Just inherited a law firm network set up by a guy now cross country. Due to problems on the administrator sector of a 2 user iMac setup, I had to do an "ARCHIVE AND INSTALL (A&I) saving user settings and prefences" and followup updates to Mac OS 10.4 to get it to 10.4.9. Following protocol, first did a backup of user/home/documents as I found a TIMESLIPS 2007 (TS2007) data backup folder there for the only Windows application used (and therefore important) in the office. Then had to reinstall Windows XP and TIMESLIPS 2007. The data in the TS2007 folder mentioned above is the wrong data. I and a Windows Tech have spent 16 manhours thus far trying to find the original user data and backup for TS2007 that existed prior to the OSX A&I and reinstallation of XP and TS2007. HELP. Where is the missing data stored? I'm praying that the virtual hard disk was not written over during the reinstall. Everything I've read in this forum and in the documentation indicate that the data SHOULD be on the actual Mac hard drive. How is it titled? What is it called? Have already looked for any visible .pvs, .sav, .hdd, .fdd labeled files and everything shows a creation date of post reinstall. Searched the "previous systems" save point with no luck either. Could really use some guidence here. All visible results indicate that nothing was actually backed up by TS 2007 as was indicated to the secretary using the iMac. Tracked down and spoke to the former Admin and he create no systems mangement files and can't remember what he did. Thanks in advance and I really hope I didn't hose 6 months of the firms data by NOT backing up the entire hard drive for a damage control restore point.
If it's still there, the original VM virtual disk should be in the /Users/<username>/Library/Parallels/<VM name>/ directory. Where <username> is the user name of the Parallels user account. You may not be able to access that user directory unless you log in to OS X as root. The actual hard drive image will be a .hdd file in that location, and the vm config file will be a .pvs file in the same directory.

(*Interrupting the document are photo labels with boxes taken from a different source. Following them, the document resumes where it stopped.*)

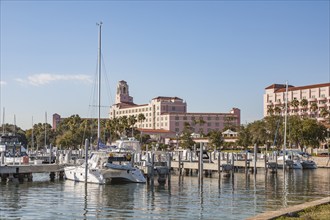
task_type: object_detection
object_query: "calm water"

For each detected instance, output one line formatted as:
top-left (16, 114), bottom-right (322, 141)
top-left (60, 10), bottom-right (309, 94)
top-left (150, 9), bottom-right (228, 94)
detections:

Thank you Alan H. Used your suggestion and still hit a brick wall while even logged in as ROOT. I brought in a friend who has a degree in Computer Science and works in Computer Forensics. After I gave him a quick course in all things APPLE (he's never used one)...he recovered the missing data (using the files I found by following your instructions). There was a problem and his fix may help others. He was only able to capture and use the data after opening a window in APPLICATIONS/UTILITIES/TERMINAL and via UNIX command prompt entries, alter the permissions on a copy, of the copy, of the USER copy of the .hdd file that I initially found. It was very involved; but, ALL the missing data was found and the firm secretary's sanity was saved...along with my butt. Again...Thank You very much.